Just over 60% of U.S. REITs surveyed by NAREIT disclosed short-term ESG goals of less than five years, an indication of the urgency to act now being felt, says Gordon.

“What will be interesting is to see how improving reporting levels and investor aspirations then inform decision-making and future portfolio decisions,” he says. “Will more capex go towards retrofitting assets, or will more properties be divested? Will listed companies take the lead in resolving how decarbonization priorities are determined? For example, retrofitting almost always uses less carbon than new construction, once the carbon embodied in an existing structure is taken into account.”

The game’s bond

Notably, more property companies have been turning to green bonds, which last year represented an increasing share of U.S. REITs’ overall debt capital, according to S&P Global Market Intelligence. In the U.S., Healthpeak Properties last year issued its first green bond offering of US$450 million senior unsecured notes due in 2027, representing an important crossover between two of the largest asset classes, fixed income and real estate.
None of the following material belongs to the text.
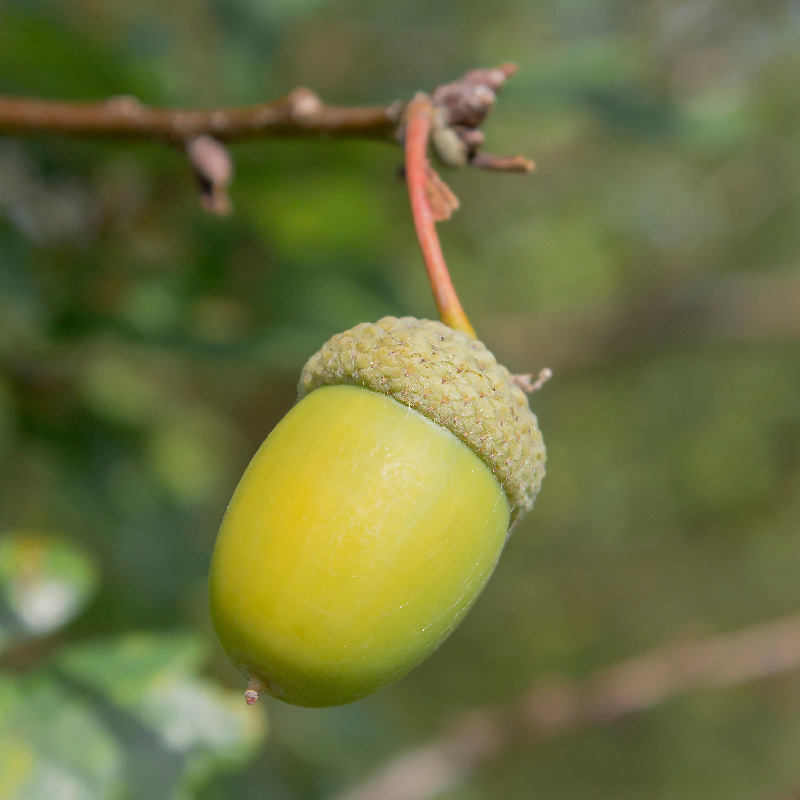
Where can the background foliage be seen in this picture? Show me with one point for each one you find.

More broadly, the signs are that higher transactional activity based upon green criteria will emerge; some 82% of U.S. REITs surveyed by NAREIT were integrating ESG risks and opportunities into their strategy and financial planning, pointing the way for what could be even further improvements.

“Public companies remain more transparent from a disclosure standpoint, have more direct pressure from shareholders and are usually among the first in line for higher regulatory requirements,” says McAuley. “That’s leading other parts of the real estate market in terms of sustainability disclosure.”